La partie salée porte, par ailleurs, la signature de la cheffe Clémentine Bouchon. Car le palace entend livrer ici un niveau de soin culinaire identique à celui de ses grandes tables, simplement déplacé vers un format plus libre.
- Une salade de saison
- Un bun au pastrami de veau ou sa version végétarienne
- Des madeleines miel-vanille signées Cédric Grolet
- Des cookies signés Cédric Grolet
- Une bouteille d’eau
Une géographie au service d’une stratégie
L’adresse du palace n’est pas un hasard dans cette initiative. Le Meurice se trouve au 228 rue de Rivoli, dans le 1er arrondissement de Paris, à quelques minutes à pied du Jardin des Tuileries et du Palais-Royal. Ces deux espaces verts constituent des destinations naturelles pour les déjeuners en plein air, surtout en été.
Ainsi, l’hôtel exploite intelligemment sa position géographique pour capter une demande que ses tables intérieures – Le Meurice par Alain Ducasse et Le Dalí – ne satisfaisaient pas jusqu’ici. Ces deux restaurants restent centrés sur l’expérience de dégustation en salle, loin du rythme de la pause méridienne urbaine.
Le retrait au Dalí : une porte d’entrée vers le palace
Le circuit de distribution mérite qu’on s’y attarde. Les commandes s’effectuent sur réservation, et le retrait se fait directement à l’accueil du restaurant Le Dalí, dans le hall de Le Meurice. Ce détail n’est pas anodin : il implique de passer les portes du palace pour récupérer son déjeuner.
Pour beaucoup d’actifs parisiens, c’est peut-être la première fois qu’ils franchissent ce seuil. Or cette courte immersion dans l’atmosphère du palace fonctionne, par conséquent, comme une invitation silencieuse. Le contact avec les lieux peut, un jour, transformer un simple client du midi en futur convive attablé au Dalí ou au restaurant gastronomique.
Ce mécanisme rappelle d’autres initiatives similaires dans le secteur du luxe.
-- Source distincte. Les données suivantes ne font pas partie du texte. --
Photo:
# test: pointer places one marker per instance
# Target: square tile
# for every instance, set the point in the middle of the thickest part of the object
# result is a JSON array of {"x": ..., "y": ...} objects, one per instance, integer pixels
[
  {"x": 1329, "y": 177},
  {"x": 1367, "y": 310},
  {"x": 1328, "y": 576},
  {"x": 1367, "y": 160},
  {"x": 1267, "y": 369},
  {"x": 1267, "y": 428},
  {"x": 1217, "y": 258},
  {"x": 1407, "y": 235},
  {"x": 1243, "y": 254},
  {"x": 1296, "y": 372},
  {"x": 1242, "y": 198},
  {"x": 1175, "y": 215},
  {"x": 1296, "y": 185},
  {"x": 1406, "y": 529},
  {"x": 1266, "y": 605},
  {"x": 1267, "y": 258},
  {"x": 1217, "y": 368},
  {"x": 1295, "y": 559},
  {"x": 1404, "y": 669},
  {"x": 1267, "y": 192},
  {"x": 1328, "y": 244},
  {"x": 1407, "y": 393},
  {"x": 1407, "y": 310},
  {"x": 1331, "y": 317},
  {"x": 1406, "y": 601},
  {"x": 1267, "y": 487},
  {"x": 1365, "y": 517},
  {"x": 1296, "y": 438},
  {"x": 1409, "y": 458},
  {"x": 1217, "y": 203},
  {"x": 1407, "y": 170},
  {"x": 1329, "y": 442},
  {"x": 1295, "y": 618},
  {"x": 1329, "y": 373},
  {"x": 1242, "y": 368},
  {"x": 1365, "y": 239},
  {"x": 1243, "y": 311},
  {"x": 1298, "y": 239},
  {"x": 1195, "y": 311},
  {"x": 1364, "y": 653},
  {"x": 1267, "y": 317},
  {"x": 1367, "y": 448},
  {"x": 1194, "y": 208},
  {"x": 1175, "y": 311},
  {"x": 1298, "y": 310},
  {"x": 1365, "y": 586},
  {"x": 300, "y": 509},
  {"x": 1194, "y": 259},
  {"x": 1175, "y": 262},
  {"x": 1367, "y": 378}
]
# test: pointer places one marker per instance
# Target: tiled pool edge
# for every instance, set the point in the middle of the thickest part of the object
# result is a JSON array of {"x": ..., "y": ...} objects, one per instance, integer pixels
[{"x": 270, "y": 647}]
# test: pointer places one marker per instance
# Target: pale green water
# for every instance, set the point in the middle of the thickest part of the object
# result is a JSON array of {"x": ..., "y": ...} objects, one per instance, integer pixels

La démarche de Le Meurice n’est d’ailleurs pas sans évoquer le « PicNic to Go » lancé par Veuve Clicquot, qui visait le même objectif : rapprocher une marque haut de gamme de consommateurs via une offre nomade et accessible.
Une offre réservée aux jours de semaine
Les lunchbox de Le Meurice sont disponibles uniquement en semaine. Ce choix cible clairement les actifs urbains qui cherchent une pause déjeuner rapide mais qualitative, sans passer plus de temps que nécessaire loin de leur bureau. C’est donc une clientèle différente de celle des fins de semaine, plus encline aux repas leisurely.
De plus, cette restriction permet au palace de gérer la production avec rigueur, sans déborder sur les créneaux déjà occupés par ses services hôteliers classiques. Car Le Meurice appartient au groupe Dorchester, et chaque mouvement stratégique doit rester cohérent avec les standards du groupe.
Le luxe accessible : un mouvement de fond dans l’hôtellerie parisienne
Cette initiative s’inscrit dans une tendance plus large. De nombreux palaces parisiens cherchent désormais à élargir leur rayonnement au-delà des nuitées et des dîners de gala. L’objectif est de toucher des profils plus jeunes ou plus urbains, sans diluer leur image de marque.
Pour Le Meurice, la lunchbox constitue donc un pont entre deux mondes : celui du luxe, avec ses codes et ses signatures, et celui du quotidien, avec ses contraintes de temps et de budget. À 28 euros, le ticket d’entrée reste raisonnable pour s’offrir une création de Cédric Grolet au soleil des Tuileries.
L’offre court jusqu’au 15 septembre 2026. C’est une fenêtre courte, volontairement estivale, qui renforce son caractère exclusif. Car Le Meurice joue ici sur deux tableaux à la fois : rendre le palace accessible sans jamais le banaliser, et ancrer cette nouvelle clientèle dans sa sphère d’influence bien au-delà de la fin de l’été.